While Furtado made the decision to close the doors of the North First Avenue location, she has not retired completely. She plans to maintain a two day a week schedule at a salon recently opened by one of her stylists just one block east of her shop’s location.
As Furtado reflected about her years spent in the business, she addressed how much has changed in terms of the business as well as work ethic, noting the use of the smart phone as a tool which allows stylists a flexibility she was not privy to in her day.

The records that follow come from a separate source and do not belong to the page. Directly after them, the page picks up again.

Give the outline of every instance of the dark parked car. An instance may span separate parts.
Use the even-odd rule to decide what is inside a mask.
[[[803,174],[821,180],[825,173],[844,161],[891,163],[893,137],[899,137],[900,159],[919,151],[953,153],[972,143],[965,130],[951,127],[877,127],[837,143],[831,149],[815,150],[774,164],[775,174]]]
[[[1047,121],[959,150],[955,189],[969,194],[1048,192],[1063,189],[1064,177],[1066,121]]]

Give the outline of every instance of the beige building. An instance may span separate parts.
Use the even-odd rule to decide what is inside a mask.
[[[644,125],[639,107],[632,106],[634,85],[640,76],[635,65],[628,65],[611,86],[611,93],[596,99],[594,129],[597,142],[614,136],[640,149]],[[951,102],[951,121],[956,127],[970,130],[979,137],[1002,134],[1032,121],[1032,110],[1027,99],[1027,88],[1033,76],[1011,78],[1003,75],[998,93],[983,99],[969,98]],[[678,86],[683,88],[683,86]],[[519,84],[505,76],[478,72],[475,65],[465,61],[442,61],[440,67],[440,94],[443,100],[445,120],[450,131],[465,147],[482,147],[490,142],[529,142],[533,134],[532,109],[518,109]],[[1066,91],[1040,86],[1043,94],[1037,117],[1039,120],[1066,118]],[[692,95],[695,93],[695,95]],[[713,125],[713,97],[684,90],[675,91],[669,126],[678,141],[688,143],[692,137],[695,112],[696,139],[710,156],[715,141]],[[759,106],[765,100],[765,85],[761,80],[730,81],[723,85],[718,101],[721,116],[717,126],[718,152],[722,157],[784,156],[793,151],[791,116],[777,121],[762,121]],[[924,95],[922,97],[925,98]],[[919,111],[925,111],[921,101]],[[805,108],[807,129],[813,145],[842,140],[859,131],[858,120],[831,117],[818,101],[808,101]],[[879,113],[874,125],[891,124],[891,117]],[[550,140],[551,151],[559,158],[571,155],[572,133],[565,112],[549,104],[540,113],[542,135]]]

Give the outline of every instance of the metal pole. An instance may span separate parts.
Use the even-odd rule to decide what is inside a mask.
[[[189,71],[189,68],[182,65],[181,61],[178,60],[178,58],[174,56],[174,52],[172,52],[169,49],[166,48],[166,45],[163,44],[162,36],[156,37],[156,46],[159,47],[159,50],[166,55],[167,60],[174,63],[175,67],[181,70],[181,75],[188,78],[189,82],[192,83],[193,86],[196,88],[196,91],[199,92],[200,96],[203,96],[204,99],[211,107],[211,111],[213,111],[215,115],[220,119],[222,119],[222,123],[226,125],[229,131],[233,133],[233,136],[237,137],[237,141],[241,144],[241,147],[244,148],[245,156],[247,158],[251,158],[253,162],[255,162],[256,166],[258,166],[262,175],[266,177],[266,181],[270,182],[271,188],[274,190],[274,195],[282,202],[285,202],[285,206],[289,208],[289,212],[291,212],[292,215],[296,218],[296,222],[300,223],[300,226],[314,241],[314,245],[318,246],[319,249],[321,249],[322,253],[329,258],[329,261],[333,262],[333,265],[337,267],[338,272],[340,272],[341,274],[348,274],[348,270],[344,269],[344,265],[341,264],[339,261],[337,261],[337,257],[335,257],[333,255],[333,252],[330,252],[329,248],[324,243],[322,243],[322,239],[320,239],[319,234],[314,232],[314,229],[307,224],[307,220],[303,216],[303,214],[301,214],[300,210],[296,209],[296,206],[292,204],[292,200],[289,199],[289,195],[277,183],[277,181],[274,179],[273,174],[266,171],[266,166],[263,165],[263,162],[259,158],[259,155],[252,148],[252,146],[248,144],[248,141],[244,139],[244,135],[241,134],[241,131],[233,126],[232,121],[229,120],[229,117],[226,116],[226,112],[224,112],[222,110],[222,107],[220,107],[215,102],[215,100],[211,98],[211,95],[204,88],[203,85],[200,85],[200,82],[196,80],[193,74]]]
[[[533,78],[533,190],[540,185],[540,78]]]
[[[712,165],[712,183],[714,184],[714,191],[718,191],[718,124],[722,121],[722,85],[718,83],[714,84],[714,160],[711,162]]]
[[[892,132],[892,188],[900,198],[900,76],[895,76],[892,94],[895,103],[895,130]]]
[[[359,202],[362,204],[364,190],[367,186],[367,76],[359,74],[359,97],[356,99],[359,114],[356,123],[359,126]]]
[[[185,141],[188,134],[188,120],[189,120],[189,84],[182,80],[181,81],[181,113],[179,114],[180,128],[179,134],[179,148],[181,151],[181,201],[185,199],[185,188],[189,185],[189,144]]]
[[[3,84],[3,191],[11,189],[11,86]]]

There are many things that contribute to a successful run of 42 years in the business. For Furtado it is apparent that her passion for her customers, her staff and the family environment was what drove the success of Judy’s Hair Fashions.
“You get up and you go to work and you enjoy it,” she said of the trade which brought her friendships, as well as many fond memories. “Our oldest customer who’s come in here was Mrs. Butterfield. She was 106 before she stopped coming. I have like 14 ladies over 90 (years old) that still come here. Lots of little ones that I’ve watched grow up.”
Now with retirement on the horizon, Furtado looks forward to doing things that she loves, such as cooking, traveling and spending more time with family.
“Time goes by so fast,” she said. “Somehow your whole priorities change after you go through what I have this past year.”
Furtado is looking ahead with anticipation, behind with gratitude.
“I thank them all for all of the years we spent here,” she stated of her clientele. “It was a lot of fun.”